Çıralı - Yanartaş Sonsuz Alevlerin Efsanesi
Kemer’den güneye, kıvrılan sahil yolunu takip ettiğinizde doğa birden değişir. Dağlar yükselir, deniz kıyısı sessizleşir ve havada hafif bir sıcaklık hissedilir.
Çıralı köyüne vardığınızda, karşınıza hem mitolojinin hem de doğanın sihirli bir bileşimi çıkar: Yanartaş.
Binlerce yıldır sönmeyen bu doğal alevler, yeryüzünün en ilginç doğa olaylarından biridir.
Dağ yamaçlarından sızan metan gazının oksijenle birleşmesi sonucu oluşan bu alevler, antik dönemlerden beri hiç sönmemiştir. Gündüzleri küçük alevler gibi görünürken, gece karanlığında gökyüzüyle yarışan bir ışık şölenine dönüşür.

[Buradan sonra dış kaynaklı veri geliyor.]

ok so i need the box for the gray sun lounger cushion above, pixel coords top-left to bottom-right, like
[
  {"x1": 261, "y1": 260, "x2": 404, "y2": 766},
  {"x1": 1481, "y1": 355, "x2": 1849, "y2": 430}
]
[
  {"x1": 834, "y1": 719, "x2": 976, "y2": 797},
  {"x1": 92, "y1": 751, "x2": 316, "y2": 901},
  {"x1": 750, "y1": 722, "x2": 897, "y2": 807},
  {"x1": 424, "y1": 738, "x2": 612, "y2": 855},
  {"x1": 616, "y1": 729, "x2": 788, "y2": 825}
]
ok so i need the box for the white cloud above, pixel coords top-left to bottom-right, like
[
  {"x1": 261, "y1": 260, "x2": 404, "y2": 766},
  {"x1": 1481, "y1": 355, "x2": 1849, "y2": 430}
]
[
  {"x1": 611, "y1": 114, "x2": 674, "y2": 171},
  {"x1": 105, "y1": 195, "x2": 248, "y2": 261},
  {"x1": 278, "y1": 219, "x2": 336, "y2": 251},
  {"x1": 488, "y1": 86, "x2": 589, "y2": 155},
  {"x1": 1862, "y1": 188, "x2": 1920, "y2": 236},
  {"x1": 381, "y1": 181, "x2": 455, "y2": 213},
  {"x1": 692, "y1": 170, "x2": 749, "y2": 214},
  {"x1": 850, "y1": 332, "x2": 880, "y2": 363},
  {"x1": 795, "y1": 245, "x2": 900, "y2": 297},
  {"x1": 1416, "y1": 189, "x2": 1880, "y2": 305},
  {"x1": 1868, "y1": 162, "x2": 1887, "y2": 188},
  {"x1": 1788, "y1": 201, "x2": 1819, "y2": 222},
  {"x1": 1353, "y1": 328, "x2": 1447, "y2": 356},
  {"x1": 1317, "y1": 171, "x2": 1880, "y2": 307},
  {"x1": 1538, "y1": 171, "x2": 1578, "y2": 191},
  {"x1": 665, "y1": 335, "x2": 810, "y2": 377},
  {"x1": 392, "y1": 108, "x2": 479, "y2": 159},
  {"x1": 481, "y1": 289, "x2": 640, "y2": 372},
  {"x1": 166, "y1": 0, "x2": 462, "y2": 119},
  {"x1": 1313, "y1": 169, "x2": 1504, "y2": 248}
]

Homeros’un İlyada destanında anlatılan Chimera efsanesi, buranın büyüsünü yüzyıllardır yaşatır.
Efsaneye göre, ateş kusan canavar Chimera bu dağın altına hapsedilmiş ve öfkesiyle binlerce yıldır bu alevleri saçmaktadır.
Antik çağ denizcileri bu alevleri denizden görür, onları “ölümsüz ateş” olarak adlandırır ve yönlerini bulmak için kullanırlardı.
Bugün Yanartaş’a çıkan taş patika, doğa yürüyüşü severler için kısa ama etkileyici bir rota sunar.
Zirveye vardığınızda, sessizlik içinde taşların arasından çıkan turuncu alevler size adeta başka bir dünyadaymış hissi verir.
Eğer gece ziyaret ederseniz, gökyüzünde yıldızlarla yarışan bu alevlerin büyüsüne kapılmamanız mümkün değildir.
Aşağıda uzanan Çıralı Sahili ise doğanın en saf hâlini sergiler.
Burada caretta carettaların yumurtlama alanları bulunur; sahil boyunca insan elinin değmediği doğallık hâkimdir. Gündüzleri denizden gelen serin rüzgar, geceleri Yanartaş’ın sıcak nefesiyle birleşir.
Bu bölgede her adım, hem doğanın gücüne hem de efsanelerin ölümsüzlüğüne tanıklık etmenin bir yoludur.
Çıralı – Yanartaş, bir doğa harikasından çok daha fazlasıdır;
burası, mitolojinin kalbinde yanan ateşin hâlâ insan ruhuna dokunduğu yerdir.